The Different Types of Forex Charts
There are many different types of forex charts and the ones you use depend on what you need. The most commonly used chart is the candlestick chart because of the amount of information it provides. Other chart types include dot charts, line charts and bar charts. Some of the charts are simpler and offer less information than others. However, some of these charts offer a faster view of a certain aspect of the market.
It is important that you know what you need to get from the charts when you choose which type you use. If you are looking to trade off the charts you may want to consider the candlestick chart because you get opening and closing information as well as the price. However, if you are looking for long-term price movement then you can consider the line chart.
The Impact of Market Volatility
Charts are able to give you insight into market volatility. A rule of thumb is that when the market is volatile the prices will fluctuate more. This means that you will be able to see trends in the market prices which are generally not found otherwise. There are other ways to determine market volatility, but charts are considered the best. Other ways of determining market volatility include looking at the market sessions. There are certain times of day when there are more traders on the market. When there are more traders the market becomes more volatile. However, this is not an accurate determination as there are times when the market does not become volatile.
Problems in Volatile Markets
There are certain issues that traders come across when the market is volatile. There are three which are considered the most common and the most annoying:
- Browser platform mayhem – some traders have found that during volatile markets their trading platforms do not work well. This is more common with retail traders who are using browser based trading platforms. When there are a lot of traders logged into the trading platform it can suffer a crash, much like a website that has too much traffic.
- Execution delays – when the market is volatile there are more traders on it which means great volumes of orders.
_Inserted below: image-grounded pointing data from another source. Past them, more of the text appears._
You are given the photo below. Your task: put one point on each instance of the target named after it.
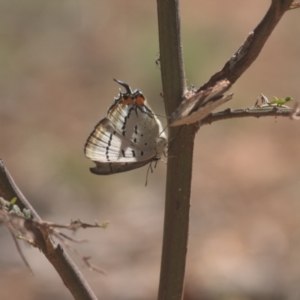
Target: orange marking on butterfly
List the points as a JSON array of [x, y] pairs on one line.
[[128, 100], [140, 100]]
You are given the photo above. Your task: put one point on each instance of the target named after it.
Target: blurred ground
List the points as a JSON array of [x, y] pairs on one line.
[[57, 61]]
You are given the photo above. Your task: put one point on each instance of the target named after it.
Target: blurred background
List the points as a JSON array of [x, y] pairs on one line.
[[57, 61]]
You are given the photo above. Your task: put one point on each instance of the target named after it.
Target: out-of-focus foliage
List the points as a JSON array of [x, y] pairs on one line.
[[57, 62]]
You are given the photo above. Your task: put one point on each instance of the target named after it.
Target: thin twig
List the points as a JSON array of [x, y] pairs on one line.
[[246, 112]]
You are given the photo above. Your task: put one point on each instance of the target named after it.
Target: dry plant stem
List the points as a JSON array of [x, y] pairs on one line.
[[180, 156], [181, 147], [246, 112], [260, 35], [60, 260]]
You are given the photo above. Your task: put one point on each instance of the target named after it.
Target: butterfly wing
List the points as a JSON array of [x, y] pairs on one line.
[[111, 152], [128, 138]]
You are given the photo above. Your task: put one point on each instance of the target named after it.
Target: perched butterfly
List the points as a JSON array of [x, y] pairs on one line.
[[129, 137], [200, 104]]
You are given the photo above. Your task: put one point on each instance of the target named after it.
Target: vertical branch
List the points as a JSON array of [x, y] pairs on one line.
[[179, 156]]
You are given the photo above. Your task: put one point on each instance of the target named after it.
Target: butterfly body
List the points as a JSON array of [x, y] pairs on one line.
[[129, 137]]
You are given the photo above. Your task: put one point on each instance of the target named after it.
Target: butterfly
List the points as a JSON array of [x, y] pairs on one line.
[[199, 104], [130, 136]]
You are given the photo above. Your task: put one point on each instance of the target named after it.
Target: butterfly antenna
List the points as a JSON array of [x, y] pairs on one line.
[[125, 85]]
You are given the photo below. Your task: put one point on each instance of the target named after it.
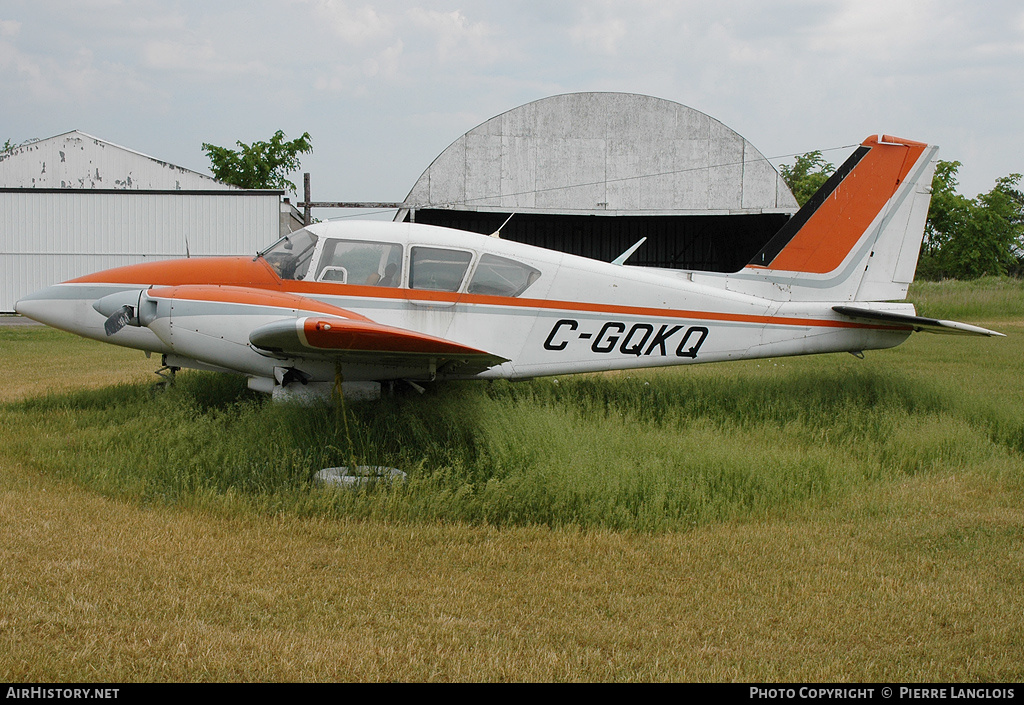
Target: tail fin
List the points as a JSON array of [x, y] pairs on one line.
[[859, 236]]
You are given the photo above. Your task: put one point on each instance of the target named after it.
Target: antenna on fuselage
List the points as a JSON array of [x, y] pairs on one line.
[[498, 233], [621, 259]]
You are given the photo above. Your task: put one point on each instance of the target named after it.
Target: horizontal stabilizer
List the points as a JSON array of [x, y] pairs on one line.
[[918, 322]]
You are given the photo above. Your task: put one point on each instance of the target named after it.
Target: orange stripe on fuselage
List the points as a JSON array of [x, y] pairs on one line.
[[825, 240], [370, 336], [243, 272], [244, 281], [253, 297]]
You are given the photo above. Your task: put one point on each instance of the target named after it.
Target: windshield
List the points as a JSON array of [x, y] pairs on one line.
[[290, 256]]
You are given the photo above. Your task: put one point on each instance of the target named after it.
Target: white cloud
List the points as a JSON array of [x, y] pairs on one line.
[[9, 28], [197, 58], [357, 27], [455, 37], [599, 36]]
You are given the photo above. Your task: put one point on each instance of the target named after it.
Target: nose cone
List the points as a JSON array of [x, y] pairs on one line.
[[62, 306]]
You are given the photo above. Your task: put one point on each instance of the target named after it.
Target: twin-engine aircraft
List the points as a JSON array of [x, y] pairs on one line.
[[366, 302]]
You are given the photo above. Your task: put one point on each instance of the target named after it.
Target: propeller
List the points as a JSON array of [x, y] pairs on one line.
[[119, 319]]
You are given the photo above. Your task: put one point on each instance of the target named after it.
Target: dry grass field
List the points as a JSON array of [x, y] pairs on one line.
[[908, 568]]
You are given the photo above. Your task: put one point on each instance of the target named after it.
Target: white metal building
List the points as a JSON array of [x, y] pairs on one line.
[[75, 204]]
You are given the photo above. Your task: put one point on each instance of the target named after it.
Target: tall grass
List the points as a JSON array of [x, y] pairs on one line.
[[648, 452]]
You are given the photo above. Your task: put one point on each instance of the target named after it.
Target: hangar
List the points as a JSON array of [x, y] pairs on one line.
[[74, 204], [592, 173]]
Retail traders often suffer from poor order execution at these times. This can cause problems with your trading as you lose potential profits or the market turns before your trade is placed. Some forex brokers are more likely to execute poorly and you should look at this when you search for your broker.
- Incorrect quotes – as the price movements change rapidly in volatile markets you could get incorrect quotes. The price that your trade is executed at may not be the same as the quote you are getting. This is due to slow execution and the fast changes in prices.